In the current study, surgical debridement was found to be a statistically significant factor in the survival of patients with AIFRS (P < 0.05). Surgery was carried out within 24 h of clinical suspicion and included endoscopic, open, and combined approaches with multiple sittings when required. Early surgery is a vital adjunct to medical management since antifungal medications cannot enter devascularised tissues and surgery aids in reducing the load of fungal and necrotic tissues. Surgery also helps in the re-establishment of ventilation of the sinuses and provides material for histopathological confirmation of the disease. Although timely surgical debridement is of crucial importance in the prognosis, the benefits of aggressive surgical debridement need to be weighed against the hazards of general anaesthesia and overall prognosis in critically ill patients. Additionally, endoscopic sinus surgery carries a high risk of significant aerosol production [26, 27] during the procedure. Since 37.84% of the patients who underwent endoscopic procedures still had active COVID-19 infection, the risk of transmission to health-care workers in the operating and recovery rooms was very high. We have tried to minimise this risk using personal protective equipment, a dedicated operation theatre and surgical instruments, restricting the number of health-care workers in the operation theatre and avoiding the use of powered instruments whenever possible.

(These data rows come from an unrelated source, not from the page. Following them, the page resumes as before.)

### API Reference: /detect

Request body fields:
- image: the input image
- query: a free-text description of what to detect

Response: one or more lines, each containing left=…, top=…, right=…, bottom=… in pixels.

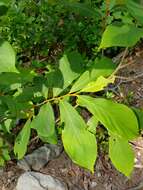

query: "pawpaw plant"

left=0, top=0, right=143, bottom=176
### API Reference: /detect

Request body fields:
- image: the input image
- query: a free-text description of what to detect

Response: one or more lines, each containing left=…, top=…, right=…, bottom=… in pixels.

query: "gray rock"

left=17, top=144, right=62, bottom=171
left=16, top=172, right=67, bottom=190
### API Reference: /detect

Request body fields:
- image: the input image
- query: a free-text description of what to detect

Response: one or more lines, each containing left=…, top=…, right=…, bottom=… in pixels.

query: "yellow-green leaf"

left=60, top=101, right=97, bottom=172
left=14, top=119, right=31, bottom=159
left=81, top=76, right=115, bottom=92
left=31, top=103, right=57, bottom=144
left=0, top=41, right=18, bottom=73
left=109, top=137, right=135, bottom=176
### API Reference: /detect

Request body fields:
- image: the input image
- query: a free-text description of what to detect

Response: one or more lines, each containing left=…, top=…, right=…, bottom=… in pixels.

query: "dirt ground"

left=0, top=46, right=143, bottom=190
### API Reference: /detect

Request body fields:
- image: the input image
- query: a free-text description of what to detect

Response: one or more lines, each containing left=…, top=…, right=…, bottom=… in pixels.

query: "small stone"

left=16, top=172, right=67, bottom=190
left=17, top=144, right=62, bottom=171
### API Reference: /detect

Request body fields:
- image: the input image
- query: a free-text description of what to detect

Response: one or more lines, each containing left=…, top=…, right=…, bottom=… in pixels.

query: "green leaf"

left=80, top=76, right=115, bottom=92
left=70, top=57, right=115, bottom=93
left=60, top=101, right=97, bottom=171
left=0, top=1, right=8, bottom=16
left=99, top=25, right=143, bottom=49
left=126, top=0, right=143, bottom=24
left=31, top=103, right=57, bottom=144
left=65, top=2, right=101, bottom=18
left=132, top=108, right=143, bottom=130
left=53, top=52, right=83, bottom=96
left=4, top=119, right=12, bottom=133
left=14, top=119, right=31, bottom=159
left=78, top=96, right=138, bottom=140
left=87, top=116, right=98, bottom=134
left=0, top=41, right=18, bottom=73
left=109, top=137, right=135, bottom=176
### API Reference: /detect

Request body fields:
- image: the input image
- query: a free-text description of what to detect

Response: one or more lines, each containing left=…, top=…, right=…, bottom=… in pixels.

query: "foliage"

left=0, top=0, right=143, bottom=176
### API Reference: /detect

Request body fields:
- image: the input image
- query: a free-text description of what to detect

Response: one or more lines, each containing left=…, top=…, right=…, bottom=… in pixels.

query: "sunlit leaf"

left=109, top=137, right=135, bottom=176
left=0, top=41, right=18, bottom=73
left=70, top=57, right=116, bottom=92
left=60, top=101, right=97, bottom=171
left=78, top=96, right=138, bottom=140
left=31, top=103, right=57, bottom=144
left=14, top=119, right=31, bottom=159
left=81, top=76, right=115, bottom=92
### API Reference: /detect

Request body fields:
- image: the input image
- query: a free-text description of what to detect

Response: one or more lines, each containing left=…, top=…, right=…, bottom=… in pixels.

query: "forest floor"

left=0, top=49, right=143, bottom=190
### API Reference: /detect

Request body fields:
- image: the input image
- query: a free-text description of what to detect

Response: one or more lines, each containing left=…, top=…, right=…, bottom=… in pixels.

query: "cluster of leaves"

left=0, top=0, right=143, bottom=176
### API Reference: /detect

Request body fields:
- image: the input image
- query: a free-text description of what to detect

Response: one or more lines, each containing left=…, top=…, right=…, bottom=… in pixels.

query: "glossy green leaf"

left=78, top=96, right=138, bottom=140
left=70, top=57, right=116, bottom=92
left=126, top=0, right=143, bottom=24
left=81, top=76, right=115, bottom=92
left=31, top=103, right=57, bottom=144
left=100, top=25, right=143, bottom=49
left=60, top=101, right=97, bottom=171
left=65, top=2, right=101, bottom=18
left=0, top=1, right=8, bottom=16
left=109, top=137, right=135, bottom=176
left=132, top=108, right=143, bottom=130
left=14, top=119, right=31, bottom=159
left=87, top=116, right=98, bottom=134
left=53, top=52, right=83, bottom=96
left=4, top=119, right=12, bottom=133
left=0, top=41, right=18, bottom=73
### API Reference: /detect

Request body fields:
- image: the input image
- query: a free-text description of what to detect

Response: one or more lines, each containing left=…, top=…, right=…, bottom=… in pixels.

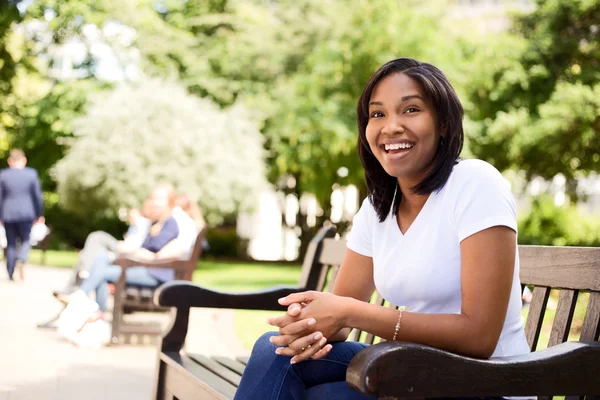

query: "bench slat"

left=213, top=357, right=246, bottom=376
left=161, top=352, right=237, bottom=400
left=319, top=238, right=346, bottom=265
left=525, top=286, right=550, bottom=351
left=548, top=289, right=579, bottom=347
left=519, top=246, right=600, bottom=291
left=187, top=353, right=242, bottom=387
left=579, top=292, right=600, bottom=341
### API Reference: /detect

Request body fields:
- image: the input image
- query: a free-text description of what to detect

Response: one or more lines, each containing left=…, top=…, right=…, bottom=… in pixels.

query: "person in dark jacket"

left=0, top=149, right=44, bottom=281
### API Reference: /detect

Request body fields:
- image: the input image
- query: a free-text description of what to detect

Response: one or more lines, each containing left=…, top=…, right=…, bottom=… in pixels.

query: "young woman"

left=236, top=58, right=529, bottom=400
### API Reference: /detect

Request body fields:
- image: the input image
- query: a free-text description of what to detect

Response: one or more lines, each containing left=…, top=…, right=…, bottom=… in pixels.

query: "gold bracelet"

left=392, top=306, right=406, bottom=341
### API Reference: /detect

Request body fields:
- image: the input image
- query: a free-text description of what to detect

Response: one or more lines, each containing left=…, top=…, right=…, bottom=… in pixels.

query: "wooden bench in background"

left=112, top=228, right=207, bottom=344
left=155, top=229, right=600, bottom=400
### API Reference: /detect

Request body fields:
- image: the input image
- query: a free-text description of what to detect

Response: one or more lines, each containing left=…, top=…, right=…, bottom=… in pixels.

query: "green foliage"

left=468, top=0, right=600, bottom=189
left=519, top=198, right=600, bottom=246
left=53, top=79, right=265, bottom=224
left=204, top=225, right=248, bottom=259
left=263, top=0, right=474, bottom=205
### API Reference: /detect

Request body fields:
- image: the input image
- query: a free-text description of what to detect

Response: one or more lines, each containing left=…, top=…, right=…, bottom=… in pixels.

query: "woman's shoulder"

left=450, top=159, right=506, bottom=184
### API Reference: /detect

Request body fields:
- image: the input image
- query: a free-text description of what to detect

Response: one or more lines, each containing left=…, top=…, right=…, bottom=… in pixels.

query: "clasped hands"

left=267, top=291, right=346, bottom=364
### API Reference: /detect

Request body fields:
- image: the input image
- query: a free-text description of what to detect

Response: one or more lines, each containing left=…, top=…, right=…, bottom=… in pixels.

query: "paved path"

left=0, top=263, right=248, bottom=400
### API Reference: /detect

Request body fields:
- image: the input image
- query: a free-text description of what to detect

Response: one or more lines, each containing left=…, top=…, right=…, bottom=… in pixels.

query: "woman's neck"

left=398, top=186, right=429, bottom=214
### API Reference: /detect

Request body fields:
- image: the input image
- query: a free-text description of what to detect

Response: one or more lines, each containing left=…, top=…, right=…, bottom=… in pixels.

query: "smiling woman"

left=236, top=58, right=529, bottom=400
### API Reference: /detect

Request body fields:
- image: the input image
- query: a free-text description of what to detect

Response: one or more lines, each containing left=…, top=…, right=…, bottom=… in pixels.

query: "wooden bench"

left=111, top=228, right=207, bottom=344
left=150, top=228, right=600, bottom=400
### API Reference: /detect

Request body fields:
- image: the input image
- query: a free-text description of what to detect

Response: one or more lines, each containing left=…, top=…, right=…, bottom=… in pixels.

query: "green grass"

left=29, top=250, right=300, bottom=350
left=193, top=261, right=300, bottom=350
left=28, top=250, right=77, bottom=268
left=34, top=250, right=588, bottom=350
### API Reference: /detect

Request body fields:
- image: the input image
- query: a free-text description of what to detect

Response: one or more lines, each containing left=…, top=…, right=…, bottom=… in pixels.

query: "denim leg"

left=4, top=222, right=18, bottom=277
left=81, top=254, right=121, bottom=312
left=235, top=332, right=367, bottom=400
left=17, top=222, right=33, bottom=262
left=81, top=254, right=160, bottom=312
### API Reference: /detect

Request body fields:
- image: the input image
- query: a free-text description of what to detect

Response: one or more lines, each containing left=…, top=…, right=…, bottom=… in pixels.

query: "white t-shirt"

left=171, top=206, right=198, bottom=256
left=348, top=160, right=530, bottom=357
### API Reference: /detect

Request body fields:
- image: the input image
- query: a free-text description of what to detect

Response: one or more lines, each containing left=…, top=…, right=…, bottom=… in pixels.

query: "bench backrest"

left=315, top=238, right=600, bottom=350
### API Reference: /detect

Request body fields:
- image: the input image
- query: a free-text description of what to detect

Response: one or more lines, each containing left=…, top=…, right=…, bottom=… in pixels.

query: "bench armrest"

left=113, top=254, right=187, bottom=269
left=346, top=342, right=600, bottom=398
left=154, top=281, right=304, bottom=311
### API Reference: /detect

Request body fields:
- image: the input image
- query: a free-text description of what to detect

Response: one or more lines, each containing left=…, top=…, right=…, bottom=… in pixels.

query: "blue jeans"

left=81, top=254, right=160, bottom=312
left=4, top=221, right=33, bottom=277
left=234, top=332, right=503, bottom=400
left=235, top=332, right=372, bottom=400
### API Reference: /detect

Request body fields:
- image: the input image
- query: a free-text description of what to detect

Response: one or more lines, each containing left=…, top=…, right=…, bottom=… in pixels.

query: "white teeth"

left=384, top=143, right=414, bottom=151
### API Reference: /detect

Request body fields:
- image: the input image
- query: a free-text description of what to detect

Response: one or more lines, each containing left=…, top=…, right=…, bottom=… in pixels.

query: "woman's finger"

left=279, top=318, right=317, bottom=335
left=290, top=338, right=327, bottom=364
left=288, top=303, right=302, bottom=317
left=269, top=335, right=302, bottom=347
left=312, top=344, right=333, bottom=360
left=288, top=332, right=323, bottom=353
left=267, top=313, right=298, bottom=328
left=277, top=290, right=318, bottom=306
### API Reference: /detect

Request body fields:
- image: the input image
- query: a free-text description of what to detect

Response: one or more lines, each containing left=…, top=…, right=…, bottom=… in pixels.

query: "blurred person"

left=56, top=199, right=152, bottom=294
left=175, top=194, right=206, bottom=232
left=0, top=149, right=45, bottom=281
left=173, top=194, right=206, bottom=255
left=58, top=185, right=183, bottom=321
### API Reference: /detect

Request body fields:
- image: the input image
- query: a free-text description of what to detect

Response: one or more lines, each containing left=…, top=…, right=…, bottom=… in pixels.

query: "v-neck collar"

left=391, top=189, right=435, bottom=238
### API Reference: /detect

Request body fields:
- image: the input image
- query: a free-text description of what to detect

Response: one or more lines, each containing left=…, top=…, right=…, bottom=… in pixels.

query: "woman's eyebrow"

left=369, top=94, right=425, bottom=106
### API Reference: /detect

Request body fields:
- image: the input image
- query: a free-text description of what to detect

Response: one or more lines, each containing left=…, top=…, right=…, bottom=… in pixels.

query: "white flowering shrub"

left=52, top=79, right=267, bottom=224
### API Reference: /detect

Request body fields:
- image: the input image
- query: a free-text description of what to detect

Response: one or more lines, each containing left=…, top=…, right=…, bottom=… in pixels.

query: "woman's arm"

left=272, top=226, right=516, bottom=362
left=342, top=226, right=516, bottom=358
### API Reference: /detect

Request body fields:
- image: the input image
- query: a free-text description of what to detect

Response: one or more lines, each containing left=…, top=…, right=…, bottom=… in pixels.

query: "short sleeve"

left=453, top=161, right=517, bottom=242
left=347, top=197, right=376, bottom=257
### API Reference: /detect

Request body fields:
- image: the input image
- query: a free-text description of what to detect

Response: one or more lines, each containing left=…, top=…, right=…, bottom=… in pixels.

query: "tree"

left=53, top=79, right=266, bottom=223
left=469, top=0, right=600, bottom=189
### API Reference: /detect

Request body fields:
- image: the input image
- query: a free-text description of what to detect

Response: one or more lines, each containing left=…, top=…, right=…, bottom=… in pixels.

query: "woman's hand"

left=268, top=291, right=348, bottom=363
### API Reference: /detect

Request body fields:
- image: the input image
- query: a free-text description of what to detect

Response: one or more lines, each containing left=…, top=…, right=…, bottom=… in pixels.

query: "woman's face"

left=366, top=73, right=440, bottom=187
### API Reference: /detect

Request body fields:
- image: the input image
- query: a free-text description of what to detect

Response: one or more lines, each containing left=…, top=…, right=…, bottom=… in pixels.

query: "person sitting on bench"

left=55, top=199, right=151, bottom=296
left=58, top=185, right=186, bottom=319
left=235, top=58, right=530, bottom=400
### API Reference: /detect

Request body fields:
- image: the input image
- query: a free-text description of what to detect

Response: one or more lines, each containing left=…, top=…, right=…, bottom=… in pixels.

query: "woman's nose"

left=381, top=117, right=404, bottom=135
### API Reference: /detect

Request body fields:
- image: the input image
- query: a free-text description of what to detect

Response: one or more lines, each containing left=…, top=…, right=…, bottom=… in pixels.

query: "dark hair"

left=356, top=58, right=464, bottom=221
left=9, top=149, right=25, bottom=161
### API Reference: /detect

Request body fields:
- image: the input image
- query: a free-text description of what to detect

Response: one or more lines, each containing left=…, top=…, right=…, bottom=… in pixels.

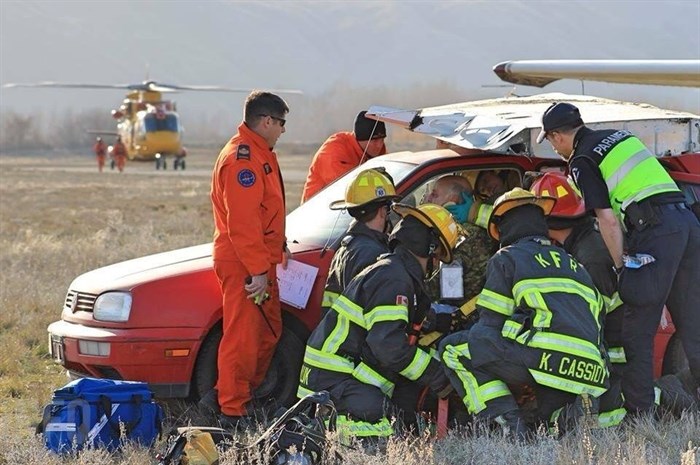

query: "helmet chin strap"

left=425, top=237, right=438, bottom=281
left=382, top=208, right=394, bottom=234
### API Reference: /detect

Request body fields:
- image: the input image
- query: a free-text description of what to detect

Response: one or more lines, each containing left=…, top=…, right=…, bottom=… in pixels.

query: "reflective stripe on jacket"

left=299, top=247, right=444, bottom=397
left=470, top=237, right=608, bottom=396
left=572, top=129, right=680, bottom=223
left=321, top=222, right=389, bottom=316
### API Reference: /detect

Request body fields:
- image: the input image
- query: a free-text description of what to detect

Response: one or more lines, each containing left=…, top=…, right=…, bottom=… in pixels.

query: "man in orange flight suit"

left=92, top=137, right=107, bottom=173
left=112, top=136, right=126, bottom=173
left=211, top=91, right=289, bottom=428
left=301, top=111, right=386, bottom=203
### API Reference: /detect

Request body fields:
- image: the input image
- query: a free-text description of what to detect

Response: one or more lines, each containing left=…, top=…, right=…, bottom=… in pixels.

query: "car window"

left=286, top=157, right=416, bottom=247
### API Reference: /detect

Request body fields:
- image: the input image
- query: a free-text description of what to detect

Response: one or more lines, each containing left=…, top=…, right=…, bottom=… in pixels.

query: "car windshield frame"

left=286, top=157, right=419, bottom=247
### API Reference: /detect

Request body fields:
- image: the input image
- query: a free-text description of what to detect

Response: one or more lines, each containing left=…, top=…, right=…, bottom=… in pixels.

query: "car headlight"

left=92, top=292, right=131, bottom=322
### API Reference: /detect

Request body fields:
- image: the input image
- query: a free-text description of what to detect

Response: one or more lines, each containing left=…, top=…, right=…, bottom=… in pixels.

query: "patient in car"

left=424, top=175, right=498, bottom=306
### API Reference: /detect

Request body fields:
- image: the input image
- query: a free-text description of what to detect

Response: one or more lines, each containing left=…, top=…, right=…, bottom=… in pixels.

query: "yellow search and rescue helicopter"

left=3, top=80, right=302, bottom=169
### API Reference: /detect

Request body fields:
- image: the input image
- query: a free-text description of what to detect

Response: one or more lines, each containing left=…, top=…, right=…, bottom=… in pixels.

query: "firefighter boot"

left=551, top=394, right=600, bottom=435
left=494, top=410, right=530, bottom=442
left=197, top=388, right=221, bottom=416
left=656, top=375, right=697, bottom=418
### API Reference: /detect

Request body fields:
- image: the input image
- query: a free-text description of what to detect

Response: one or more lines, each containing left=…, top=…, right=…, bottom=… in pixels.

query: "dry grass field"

The period of hospital stay was significantly higher in the COVID group, although it could be attributed to other COVID-related morbidities also. In previous studies, the overall mortality of patients with AIFRS remained high, with only half of the patients surviving the illness [4, 19]. Our study does not show any significant difference in the clinical course of AIFRS in COVID and non-COVID patients. The relatively better survival rate in this study could be due to early diagnosis, early use of antifungal medications good diabetic control and aggressive surgical debridement.

Strengths and limitations

The main strength of this study is that all patients had microbiological/histopathological evidence of AIFRS. The evaluation of HbA1C and blood sugar at the time of admission enabled us to assess the evolution DM in both groups of patients. The limitations of this study are the relatively limited patient number, single tertiary care center experience, and short-term follow-up. Hence, a multivariate logistic regression analysis could not be carried out in this study. Outcomes were difficult to assess in the COVID group since many patients continued to have other COVID-related morbidities even after recovery from AIFRS.

Conclusions

Clinical presentation was similar in both COVID and non-COVID groups of patients and DM remained a key risk factor in this study. Pre-existing, grossly uncontrolled DM was the predisposing factor in the non-COVID group of patients. Deranged glucose profile associated with COVID illness and its treatment and immunological disturbances in a vulnerable population, contributed to the surge in cases of AIFRS during the COVID-19 pandemic in India. Compared to the non-COVID group, there was higher proportion of Aspergillus infection in COVID-associated invasive fungal rhinosinusitis. Patients who underwent combined medical and surgical management had a significantly better outcome following AIFRS.